Does this mean people are choosing China over other financial centres like Singapore and Hong Kong?

White: Not entirely. There are still plenty of companies who want to use these two centres as their entry points into the region. But it is fair to say that companies are now realising that they have a choice between places like Hong Kong and Singapore and other cities like Manila, Penang and Kuala Lumpur. The options for companies have broadened.

What trends are you witnessing in terms of client demands and product needs?

Webb: With interest rates still so low we are having to run hard on the liability side in order to keep our margins at a reasonable level. We are still in an environment where banks are reimbursed through their liability balances - this has happened for years and I don't see that changing quickly. But in last six months we have had some interesting conversations with our clients about paying fees rather than leaving large balances in non-interest bearing accounts. The ultimate objective for these CFOs in terms of their cash structure is having the ability to use all of the liquidity available to them. If they have balances lying around in non-interest bearing accounts then the structure is not working for them.

So you are talking about more effective liquidity management?

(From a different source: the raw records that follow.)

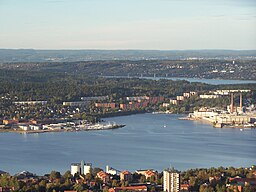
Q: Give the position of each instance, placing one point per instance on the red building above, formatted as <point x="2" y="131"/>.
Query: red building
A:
<point x="106" y="105"/>
<point x="103" y="176"/>
<point x="125" y="175"/>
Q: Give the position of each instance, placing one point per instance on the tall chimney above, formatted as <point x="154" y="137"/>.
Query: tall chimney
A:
<point x="241" y="101"/>
<point x="232" y="103"/>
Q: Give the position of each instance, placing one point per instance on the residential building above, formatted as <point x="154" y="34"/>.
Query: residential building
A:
<point x="125" y="175"/>
<point x="77" y="103"/>
<point x="103" y="176"/>
<point x="111" y="170"/>
<point x="80" y="168"/>
<point x="171" y="181"/>
<point x="106" y="105"/>
<point x="180" y="98"/>
<point x="30" y="102"/>
<point x="209" y="96"/>
<point x="130" y="188"/>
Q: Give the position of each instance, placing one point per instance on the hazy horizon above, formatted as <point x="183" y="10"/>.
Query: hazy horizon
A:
<point x="128" y="24"/>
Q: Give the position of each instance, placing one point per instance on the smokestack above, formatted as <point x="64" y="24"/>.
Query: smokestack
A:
<point x="241" y="101"/>
<point x="232" y="103"/>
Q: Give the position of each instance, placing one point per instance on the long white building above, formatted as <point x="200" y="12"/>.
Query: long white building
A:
<point x="171" y="181"/>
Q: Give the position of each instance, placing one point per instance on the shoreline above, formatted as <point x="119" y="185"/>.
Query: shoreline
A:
<point x="111" y="127"/>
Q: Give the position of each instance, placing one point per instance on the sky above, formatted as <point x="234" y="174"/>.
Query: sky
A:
<point x="128" y="24"/>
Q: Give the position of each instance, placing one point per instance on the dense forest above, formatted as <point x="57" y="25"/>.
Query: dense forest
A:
<point x="193" y="68"/>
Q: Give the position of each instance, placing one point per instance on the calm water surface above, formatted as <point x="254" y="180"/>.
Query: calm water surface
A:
<point x="148" y="141"/>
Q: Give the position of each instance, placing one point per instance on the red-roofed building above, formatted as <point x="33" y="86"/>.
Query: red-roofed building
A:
<point x="184" y="187"/>
<point x="125" y="175"/>
<point x="130" y="188"/>
<point x="103" y="176"/>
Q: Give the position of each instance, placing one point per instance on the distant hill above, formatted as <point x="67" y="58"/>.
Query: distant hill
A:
<point x="32" y="55"/>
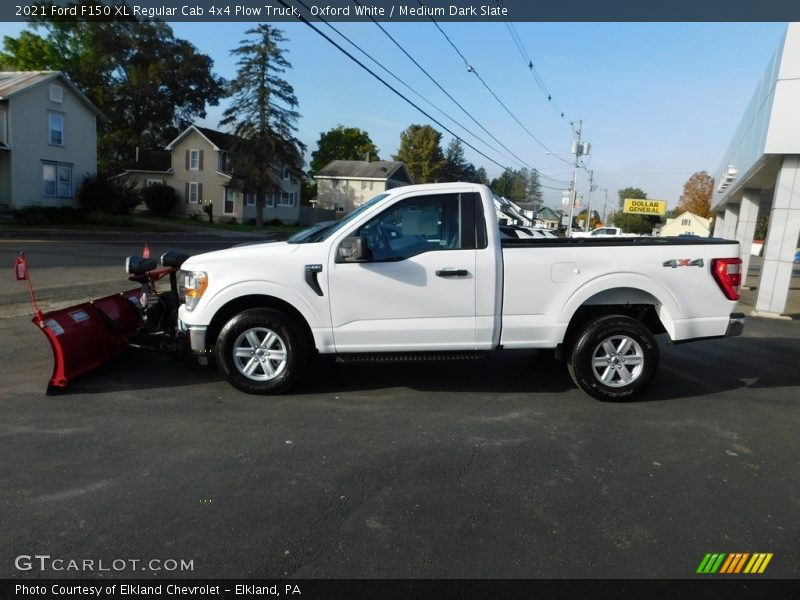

Webb: Yes, this is a big area of focus. Companies no longer want to be in a situation where they have big balances sitting in accounts in some countries and are then required to borrow funds in other countries. Even markets like China have woken up to this trend. The government there recently passed an entrusted loan regulation which means that subsidiaries within a company can now tap into intra-company liquidity as long as they arrange the transaction through a bank intermediary. The economic environment also means that risk management is high on the agenda and companies are looking for account structures that don't expose them to unforeseen risks. Visibility at headquarters has become important and subsidiaries should not be able to open accounts without the approval from headquarters. And there should be separate payables and receivables accounts so that there is no confusion between what is coming in and what is going out.

What sort of sweeteners are you offering prospective clients in order to win the business?

White: We don't have generic proposals -- our offering always depends on the needs of the client. And we are not in a position where we need to undercut. One of our biggest advantages is that nobody doubts our commitment to Asia. Some of our competitors have been downsizing and this sends out a bad signal to the market.

What is on the agenda for HSBC in 2003?

Webb: We have some big product roll outs planned for next year. At the moment we are offering internet banking for our personal and SME clients. Next year, starting in the first quarter, we will roll this out for our sophisticated large cross-border companies. We will be adding some significant new functionality to our web offering.

Will it be a challenging year for cash management banks?

Webb: Yes. I don't envisage a change in the interest rate environment and that will continue to put pressure on margins. In my view, there is not enough space in the market for all of the international banks that are currently vying for business. Banks that don't have critical mass like HSBC are questioning the value of doing some deals when margins are so low. I can see some of them having reduced appetite for these transactions, and once this occurs they will lose ground. You need critical mass in this market to ensure sustainability.